Couronnement de ce premier Festival de Pâques « post Berliner », cette production de Parsifal avait été pourtant programmée par Sir Simon Rattle, mal lui en a pris, et Christian Thielemann l’a reprise à son compte, mal lui en a pris aussi. Car alors que les concerts annoncent une ère future moins plate et des moments plus passionnants, cette production est une énorme déception, à bien des niveaux, à commencer par la mise en scène de Michael Schulz, prétentieuse, absconse, inutile. Quand le public paie le prix demandé par le Festival, il y a de quoi être furieux d’avoir à subir pareille punition. Si encore du point de vue musical les choses corrigeaient le tir! Mais ce n’est pas non plus le cas, malgré de bonnes intentions, et une incontestable qualité, cela passe mal: même si évidemment nous sommes à un niveau plus qu’honorable, ce Parsifal ne sera pas mémorable.
La mise en scène de Michael Schulz prétend revenir au religieux . Religieuse la présence d’un Christ dès le début (coincé dans une colonne translucide) puis de deux (celui d’avant et d’après le résurrection) au troisième acte.

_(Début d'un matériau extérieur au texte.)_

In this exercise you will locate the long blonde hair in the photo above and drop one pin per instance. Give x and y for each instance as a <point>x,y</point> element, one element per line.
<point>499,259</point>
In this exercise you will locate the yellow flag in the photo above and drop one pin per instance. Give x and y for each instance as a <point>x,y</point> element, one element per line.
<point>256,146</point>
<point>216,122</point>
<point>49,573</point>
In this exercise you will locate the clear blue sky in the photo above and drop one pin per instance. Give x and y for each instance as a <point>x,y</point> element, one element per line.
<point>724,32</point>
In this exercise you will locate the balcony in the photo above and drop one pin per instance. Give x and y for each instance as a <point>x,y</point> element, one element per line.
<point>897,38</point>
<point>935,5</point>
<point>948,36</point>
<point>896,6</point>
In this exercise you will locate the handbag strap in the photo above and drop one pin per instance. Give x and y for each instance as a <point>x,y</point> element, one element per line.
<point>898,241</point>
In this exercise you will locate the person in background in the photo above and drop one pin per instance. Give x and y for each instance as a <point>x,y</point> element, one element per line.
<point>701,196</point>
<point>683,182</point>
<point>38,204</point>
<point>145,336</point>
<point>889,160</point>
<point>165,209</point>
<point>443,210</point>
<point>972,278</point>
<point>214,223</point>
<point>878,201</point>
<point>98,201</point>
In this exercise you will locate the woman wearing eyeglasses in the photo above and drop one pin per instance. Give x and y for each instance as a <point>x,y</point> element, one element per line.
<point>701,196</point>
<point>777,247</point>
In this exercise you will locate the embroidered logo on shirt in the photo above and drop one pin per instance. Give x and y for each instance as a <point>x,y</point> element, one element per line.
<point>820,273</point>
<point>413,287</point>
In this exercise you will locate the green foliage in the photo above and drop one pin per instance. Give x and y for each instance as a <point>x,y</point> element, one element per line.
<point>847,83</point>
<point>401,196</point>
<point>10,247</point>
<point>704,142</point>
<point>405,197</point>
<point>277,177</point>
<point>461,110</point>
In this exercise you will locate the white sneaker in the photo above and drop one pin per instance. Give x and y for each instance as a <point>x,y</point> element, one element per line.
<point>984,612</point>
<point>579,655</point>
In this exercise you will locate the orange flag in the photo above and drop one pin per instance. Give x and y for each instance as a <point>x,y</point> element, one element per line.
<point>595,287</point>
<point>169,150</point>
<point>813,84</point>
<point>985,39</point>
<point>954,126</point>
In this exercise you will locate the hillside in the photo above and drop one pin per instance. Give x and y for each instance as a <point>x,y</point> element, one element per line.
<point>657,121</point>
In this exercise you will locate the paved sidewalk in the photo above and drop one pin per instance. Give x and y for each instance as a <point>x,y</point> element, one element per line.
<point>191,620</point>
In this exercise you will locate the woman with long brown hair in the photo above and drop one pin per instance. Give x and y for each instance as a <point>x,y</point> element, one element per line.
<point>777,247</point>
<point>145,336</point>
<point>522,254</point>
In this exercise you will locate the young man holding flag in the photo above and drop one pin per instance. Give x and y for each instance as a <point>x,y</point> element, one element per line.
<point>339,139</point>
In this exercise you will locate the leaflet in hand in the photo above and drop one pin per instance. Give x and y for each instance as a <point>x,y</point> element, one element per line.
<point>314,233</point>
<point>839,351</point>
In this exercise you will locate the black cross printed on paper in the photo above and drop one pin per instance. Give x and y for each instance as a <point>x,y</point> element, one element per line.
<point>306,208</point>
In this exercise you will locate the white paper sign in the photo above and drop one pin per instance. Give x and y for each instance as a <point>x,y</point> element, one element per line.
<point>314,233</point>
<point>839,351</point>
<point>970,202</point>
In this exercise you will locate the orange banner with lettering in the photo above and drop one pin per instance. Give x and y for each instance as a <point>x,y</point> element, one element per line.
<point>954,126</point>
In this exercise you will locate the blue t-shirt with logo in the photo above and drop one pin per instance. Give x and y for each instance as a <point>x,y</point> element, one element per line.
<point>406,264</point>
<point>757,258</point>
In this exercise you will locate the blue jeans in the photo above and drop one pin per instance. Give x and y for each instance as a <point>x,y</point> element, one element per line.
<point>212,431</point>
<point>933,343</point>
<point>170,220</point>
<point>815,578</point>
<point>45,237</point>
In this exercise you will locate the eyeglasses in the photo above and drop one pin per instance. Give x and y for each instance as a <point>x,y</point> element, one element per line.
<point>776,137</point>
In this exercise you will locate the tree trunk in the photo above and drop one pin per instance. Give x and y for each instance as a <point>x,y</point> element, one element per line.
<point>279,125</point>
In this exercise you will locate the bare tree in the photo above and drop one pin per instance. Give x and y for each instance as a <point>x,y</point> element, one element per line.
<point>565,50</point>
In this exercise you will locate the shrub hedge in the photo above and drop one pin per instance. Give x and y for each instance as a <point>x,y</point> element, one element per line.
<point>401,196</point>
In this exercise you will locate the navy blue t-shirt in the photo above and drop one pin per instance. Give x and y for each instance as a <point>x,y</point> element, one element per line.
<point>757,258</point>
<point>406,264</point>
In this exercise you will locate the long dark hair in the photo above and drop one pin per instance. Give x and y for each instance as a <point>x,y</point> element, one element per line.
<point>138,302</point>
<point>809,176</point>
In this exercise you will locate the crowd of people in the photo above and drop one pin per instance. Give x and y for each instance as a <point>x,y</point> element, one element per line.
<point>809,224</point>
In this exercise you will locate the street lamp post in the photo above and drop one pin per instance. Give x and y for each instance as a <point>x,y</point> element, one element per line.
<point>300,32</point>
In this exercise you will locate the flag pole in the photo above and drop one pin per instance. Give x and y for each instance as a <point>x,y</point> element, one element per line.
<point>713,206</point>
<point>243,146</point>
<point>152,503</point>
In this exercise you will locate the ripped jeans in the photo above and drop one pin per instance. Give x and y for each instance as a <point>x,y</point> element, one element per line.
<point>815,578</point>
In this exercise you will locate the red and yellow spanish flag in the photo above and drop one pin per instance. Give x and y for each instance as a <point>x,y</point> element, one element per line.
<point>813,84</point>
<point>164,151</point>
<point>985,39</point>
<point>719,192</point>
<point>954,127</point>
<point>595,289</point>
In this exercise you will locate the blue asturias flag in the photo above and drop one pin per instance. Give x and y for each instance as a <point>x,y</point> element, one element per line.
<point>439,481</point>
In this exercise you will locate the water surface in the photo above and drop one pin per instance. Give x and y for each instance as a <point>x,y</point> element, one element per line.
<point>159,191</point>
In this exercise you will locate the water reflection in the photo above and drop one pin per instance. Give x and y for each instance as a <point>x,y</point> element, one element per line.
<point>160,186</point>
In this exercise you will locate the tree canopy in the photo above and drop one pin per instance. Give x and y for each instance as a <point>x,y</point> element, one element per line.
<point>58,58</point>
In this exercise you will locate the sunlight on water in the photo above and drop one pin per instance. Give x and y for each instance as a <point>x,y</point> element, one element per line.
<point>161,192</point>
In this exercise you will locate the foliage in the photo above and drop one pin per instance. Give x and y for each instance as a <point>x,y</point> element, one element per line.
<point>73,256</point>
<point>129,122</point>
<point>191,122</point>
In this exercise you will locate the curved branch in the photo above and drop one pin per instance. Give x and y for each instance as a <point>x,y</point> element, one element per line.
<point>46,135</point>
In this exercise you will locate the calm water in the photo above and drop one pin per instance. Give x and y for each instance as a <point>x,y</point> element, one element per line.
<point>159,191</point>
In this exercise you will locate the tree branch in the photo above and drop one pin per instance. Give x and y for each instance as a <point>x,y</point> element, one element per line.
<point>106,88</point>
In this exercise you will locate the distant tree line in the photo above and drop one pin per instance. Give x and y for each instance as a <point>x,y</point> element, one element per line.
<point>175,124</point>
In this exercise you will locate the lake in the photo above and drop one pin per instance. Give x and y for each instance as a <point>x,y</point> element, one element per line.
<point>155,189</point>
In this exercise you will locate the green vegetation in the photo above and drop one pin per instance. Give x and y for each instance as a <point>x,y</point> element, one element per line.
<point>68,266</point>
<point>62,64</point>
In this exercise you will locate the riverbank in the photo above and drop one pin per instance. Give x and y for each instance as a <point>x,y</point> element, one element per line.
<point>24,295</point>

Religieuse la séparation de l’espace marqué par un grand rectangle central où se situe l’action, espace sacré délimité qui serait ce qu’on appelle dans l’antiquité un « téménos ».

Enchantement du Vendredi Saint ©Forster

Religieuse la présence ce que je suppose être des anges musiciens (ils pourraient être aussi des figurants d’un « Jesus Christ Superstar » quelconque) qui accompagnent Parsifal même (horribile visu!) au royaume de Klingsor.

Acte 2 ©Forster

Religieux l’espace de Klingsor, fait de statues de différents figures religieuses (une Vierge, un Bouddha, et tant de statues grecques ou romaines) avec leurs double colorés suspendus à la verticale (je pensais que ces doubles s’écrouleraient au final du deux…et cela n’a pas lieu…), blanches à l’endroit, colorées à l’envers: l’atelier du sculpteur??
Religieuse enfin la figuration de Kundry en Marie-Madeleine dès qu’elle quitte les habits (assez minables et banals) de la séductrice, elle court après le Christ (ou les Christ) en adorante éperdue.
Deux danseurs accompagnent Amfortas, un peu comme dans le Rheingold de Cassiers, mais on ne comprendra jamais (enfin, je ne comprendrai jamais…) pourquoi ils sont là ( rêves érotiques d’un roi qui aurait dû rester chaste?).
Et puis  des chevaliers vêtus en soldats de Fukushima, ou en extra terrestres, soldats d’un monde de « Day After »?…Et puis un Christ errant, rôdant autour des protagonistes à chaque moment clé, mourant à l’acte III, puis ressuscitant : un autre personnage qui le suit comme son double, vêtu d’un collant noir, qui l’enlève dès que Christ I meurt pour incarner la résurrection en Christ II adoré par Kundry.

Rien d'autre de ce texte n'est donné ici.